Technical Theory

Kubernetes CustomResourceDefinitions and Operators

Introduction

This tutorial demonstrates how to extend Kubernetes using CustomResourceDefinitions (CRDs) and Operators. CRDs allow you to define new resource types within Kubernetes, while Operators provide a way to automate the management of these resources.

Prerequisites:

  • A running Kubernetes cluster (minikube, kind, or a cloud provider).
  • kubectl configured to connect to your cluster.
  • Basic understanding of Kubernetes concepts like Pods, Deployments, and Services.
  • Go programming environment (for building the operator).
  • Operator SDK installed (brew install operator-sdk or follow instructions at https://sdk.operatorframework.io/docs/installation/).
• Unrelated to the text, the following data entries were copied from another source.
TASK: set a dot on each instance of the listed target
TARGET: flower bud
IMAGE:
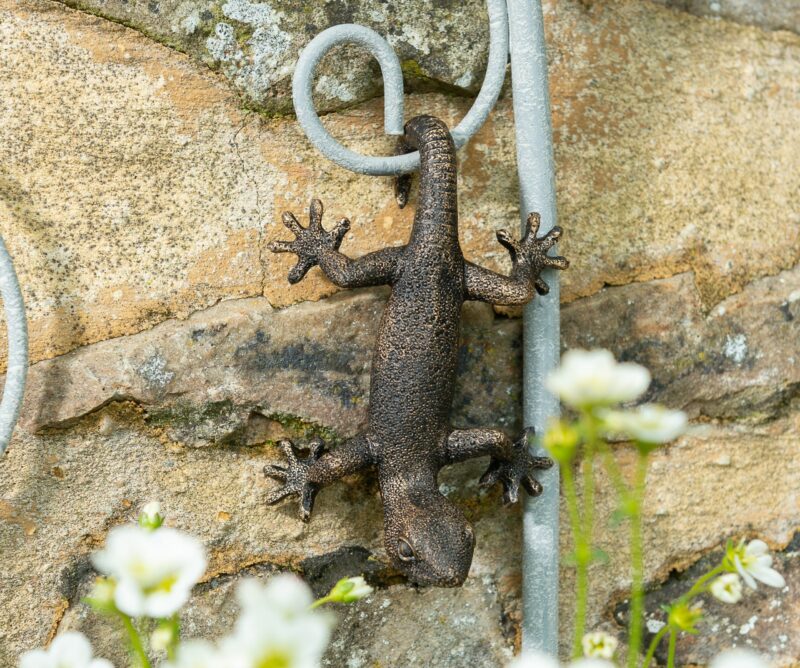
(162, 637)
(599, 645)
(348, 590)
(684, 618)
(151, 517)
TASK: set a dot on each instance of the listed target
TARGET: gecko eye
(404, 550)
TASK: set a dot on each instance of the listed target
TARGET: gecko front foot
(295, 475)
(533, 251)
(518, 470)
(310, 242)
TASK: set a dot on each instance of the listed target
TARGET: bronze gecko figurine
(409, 437)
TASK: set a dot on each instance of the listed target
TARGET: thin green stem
(637, 562)
(581, 574)
(319, 602)
(651, 651)
(175, 637)
(673, 639)
(137, 648)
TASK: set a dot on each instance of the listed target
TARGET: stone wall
(147, 152)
Task 1: Defining a CustomResourceDefinition (CRD)

We’ll start by creating a CRD that defines a new resource type called AppService. This resource will represent an application running in our cluster.

  1. Create a file named appservice.yaml with the following content:
NODE_TYPE // yaml
apiVersion: apiextensions.k8s.io/v1
kind: CustomResourceDefinition
metadata:
  name: appservices.example.com
spec:
  group: example.com
  versions:
    - name: v1alpha1
      served: true
      storage: true
      schema:
        openAPIV3Schema:
          type: object
          properties:
            spec:
              type: object
              properties:
                name:
                  type: string
                replicas:
                  type: integer
                  minimum: 1
                image:
                  type: string
  scope: Namespaced
  names:
    plural: appservices
    singular: appservice
    kind: AppService
    shortNames:
    - app
This YAML defines the structure of our AppService custom resource. It includes fields like name, replicas, and image within the spec. The group and names sections define the API group and resource names used to access the resource.
  1. Apply the CRD to your cluster:
NODE_TYPE // bash
kubectl apply -f appservice.yaml
NODE_TYPE // output
customresourcedefinition.apiextensions.k8s.io/appservices.example.com created
  1. Verify the CRD has been created:
NODE_TYPE // bash
kubectl get crds
NODE_TYPE // output
NAME                       CREATED AT
appservices.example.com   2024-10-27T12:00:00Z

Task 2: Creating an Instance of the Custom Resource

Now that we have defined the AppService CRD, let’s create an instance of it.

  1. Create a file named my-app.yaml with the following content:
NODE_TYPE // yaml
apiVersion: example.com/v1alpha1
kind: AppService
metadata:
  name: my-app
spec:
  name: "my-app"
  replicas: 3
  image: "nginx:latest"
This YAML defines an AppService resource named my-app, specifying that it should run 3 replicas of the nginx:latest image.
  1. Apply the AppService instance to your cluster:
NODE_TYPE // bash
kubectl apply -f my-app.yaml
NODE_TYPE // output
appservice.example.com/my-app created
  1. Verify the resource has been created:
NODE_TYPE // bash
kubectl get appservices
NODE_TYPE // output
NAME     AGE
my-app   10s
  1. Describe the resource to see its details:
NODE_TYPE // bash
kubectl describe appservice my-app
NODE_TYPE // output
Name:         my-app
Namespace:    default
...
Spec:
  Image:      nginx:latest
  Name:       my-app
  Replicas:   3
...

Task 3: Building an Operator

Now, let’s build an operator to manage our AppService resources. We’ll use the Operator SDK to scaffold the operator project.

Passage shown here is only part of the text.